A good outcome following trauma depends upon achieving and maintaining good quality of all the above aspects of care integrating with each other smoothly – that is achieving and maintaining a good quality Trauma Care System that is easily accessible to all the population.
It’s a complex process requiring Political will, co ordination between various agencies including home (police) , health , transport , fire and safety, Industry departments and ministries – to site a few of them.
As of now there is a lot of scope for improvement in the Trauma Care System in Maharashtra and India.
MOA members have a wide level of expertise in trauma care.
They are working in a wide range of geographical They are working at places which have access to a wide range of facilities from Austere environments in a small peripheral Hospital to an environment where everything is available – like a teaching Hospital or a large corporate hospital
We have members who are working in Government Set ups Like Sub district Hospitals, District Hospitals, Teaching Hospitals, Armed forces Hospitals, and Private Hospitals (small individually owned set ups to large multispecialty Hospitals).Most of our members deal day in and day out with trauma patients and most of the trauma patients in Maharashtra at some point of time are treated by one or more of our members. And hence collectively MOA members know the ground level truths as far as trauma care in the Maharashtra state is concerned
We at MOA strongly feel that we should develop an efficient Trauma Care System in Maharashtra State – which incorporates most of the current infrastructure (Government and Private) in it and which is easily accessible to all the public irrespective of their capacity to pay – at least for the initial treatment part is concerned. An efficient Trauma Care System is also essential for Disaster Management and Disaster Preparedness. We offer ourselves to develop guidelines regarding the various aspects of trauma care that suit our present condition.
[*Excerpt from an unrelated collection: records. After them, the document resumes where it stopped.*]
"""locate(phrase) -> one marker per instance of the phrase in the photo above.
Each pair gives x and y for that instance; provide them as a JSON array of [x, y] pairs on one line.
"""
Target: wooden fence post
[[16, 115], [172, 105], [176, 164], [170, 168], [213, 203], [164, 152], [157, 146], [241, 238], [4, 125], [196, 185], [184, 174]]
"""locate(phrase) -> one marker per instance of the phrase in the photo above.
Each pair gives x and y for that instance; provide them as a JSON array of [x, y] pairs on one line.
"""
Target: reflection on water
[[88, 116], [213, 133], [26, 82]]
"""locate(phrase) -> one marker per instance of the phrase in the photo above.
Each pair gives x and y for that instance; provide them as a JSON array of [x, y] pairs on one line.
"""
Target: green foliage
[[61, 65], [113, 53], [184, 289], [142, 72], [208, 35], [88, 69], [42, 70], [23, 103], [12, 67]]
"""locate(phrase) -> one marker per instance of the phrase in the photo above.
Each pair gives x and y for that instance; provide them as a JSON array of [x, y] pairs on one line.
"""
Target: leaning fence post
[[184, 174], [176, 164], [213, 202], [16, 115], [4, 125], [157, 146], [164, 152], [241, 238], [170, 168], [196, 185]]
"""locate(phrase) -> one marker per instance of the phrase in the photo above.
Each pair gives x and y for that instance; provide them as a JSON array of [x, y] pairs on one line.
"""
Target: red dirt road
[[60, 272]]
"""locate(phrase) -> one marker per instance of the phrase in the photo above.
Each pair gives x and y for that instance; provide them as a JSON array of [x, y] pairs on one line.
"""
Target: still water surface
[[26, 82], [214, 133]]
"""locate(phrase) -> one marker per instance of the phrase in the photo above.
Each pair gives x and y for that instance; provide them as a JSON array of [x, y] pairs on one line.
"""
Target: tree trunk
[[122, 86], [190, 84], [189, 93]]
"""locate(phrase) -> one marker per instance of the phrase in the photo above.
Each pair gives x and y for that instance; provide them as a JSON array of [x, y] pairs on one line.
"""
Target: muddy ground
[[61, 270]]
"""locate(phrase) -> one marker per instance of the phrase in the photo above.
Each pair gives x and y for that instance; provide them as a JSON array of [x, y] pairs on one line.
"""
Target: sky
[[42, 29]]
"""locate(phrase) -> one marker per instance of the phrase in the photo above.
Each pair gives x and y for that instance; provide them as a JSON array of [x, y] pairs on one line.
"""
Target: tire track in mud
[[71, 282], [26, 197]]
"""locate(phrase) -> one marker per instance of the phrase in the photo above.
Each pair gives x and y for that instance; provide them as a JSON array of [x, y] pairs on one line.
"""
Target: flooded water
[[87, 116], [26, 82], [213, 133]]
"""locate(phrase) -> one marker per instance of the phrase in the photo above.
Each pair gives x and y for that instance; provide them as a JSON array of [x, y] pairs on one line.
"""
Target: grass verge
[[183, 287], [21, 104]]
The other point we want to take on this occasion is to take conscious efforts at local level to improve Doctor-Police-Judiciary relationship. It is experienced and observed by members that in any unwanted event in any hospital, police follow anti doctor policy. We shall be making doctors aware about the exact law, make aware doctors about their rights and also will take steps to make police and judiciary aware about the same law. Details we have conveyed to all the members.
I am sure you all will take active part in this activity and will do your best for the success of the mission.

With best wishes..

Dr Nitin Deshpande
President: Maharashtra Orthopaedic Association


How to Cite this article: Deshpande N. MOA Day 2019. Journal of Trauma and Orthopaedic Surgery Oct-Dec 2018;13(4):2-3.